We’re all just getting started.
But when someone says they are a “Christian,” you don’t look at them that way. You tend to assume they will be grace-filled, love-driven, servant-minded beacons of awesomeness. That would be like asking someone who had taken karate for a year if they were a black belt. Or asking a first-year medical student if they were ready to do a heart transplant.
I’m of the belief that God can and does use women to preach, teach, and minister to His people. Over the past year, I’ve read numerous books and blog posts that have opened my eyes to how many denominations severely limit the roles of women in church. I grew up in the Methodist church with a female pastor on staff for my entire childhood, so I took women’s roles for granted. Not anymore.
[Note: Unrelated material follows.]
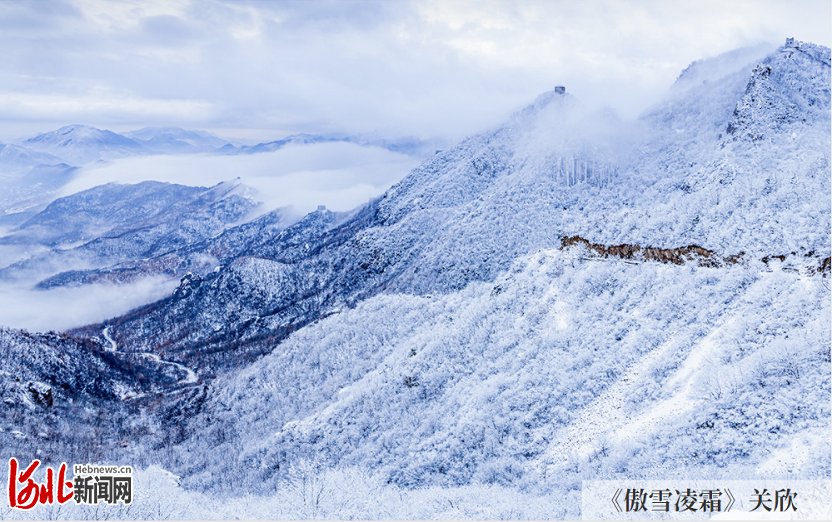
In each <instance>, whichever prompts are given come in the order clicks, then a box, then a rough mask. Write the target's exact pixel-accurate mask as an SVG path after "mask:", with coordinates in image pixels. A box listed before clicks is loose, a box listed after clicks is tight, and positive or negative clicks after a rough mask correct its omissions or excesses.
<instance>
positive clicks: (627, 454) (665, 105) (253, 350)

I pray for my sisters in other denominations that do not affirm women. The reasons are typically not rooted in good biblical hermeneutics but reflect a sort of ‘picking-and-choosing’ that demonstrates the inconsistencies of hyper-literalism and attempted ahistorical approaches to exegesis. As I’ve made clear, one reason I take pride in my denomination, the Brethren in Christ, is that we ordain women bishops under the conviction that the Scriptures make no gender distinctions when it comes to being a leader within the church.
Why we have to make a better case for gender equality in the Church, by Rachel Held Evans
Another response to the Church of England’s vote against women bishops.
I believe, with every ounce of my being, that patriarchy is a manifestation of a fallen, broken world and that a new creation in which “there is neither Jew nor Greek, male nor female, slave nor free, for all are one in Christ Jesus” began at the resurrection, an event first announced to the world by women. I believe that while the apostle Paul instructed some women not to teach, he encouraged others to prophesy, teach, and lead, and so we have to look at the epistles in their totality and in their context rather than lifting a few verses out to restrict women from preaching the gospel.
In which I tell you the truth about telling the truth, by Sarah Bessey
For those whose first response to gay brothers and sisters is to “tell them the truth about their sin.”
No, I believe that tough love means going down deep, to battle our own selfishness, our own anger, our own frustrations, our fears, our temptations to choose being right over being gracious, to give up on having the last word, to stop convincing by arguing and harsh invectives, pinches and pricks, to win at all costs.
Tough love means Christ will win in me.
The Calm in the Storm, from Jamie, the Very Worst Missionary
As Charlie and I are planning on pursuing foster-care adoption in the near future, I found this post incredibly uplifting.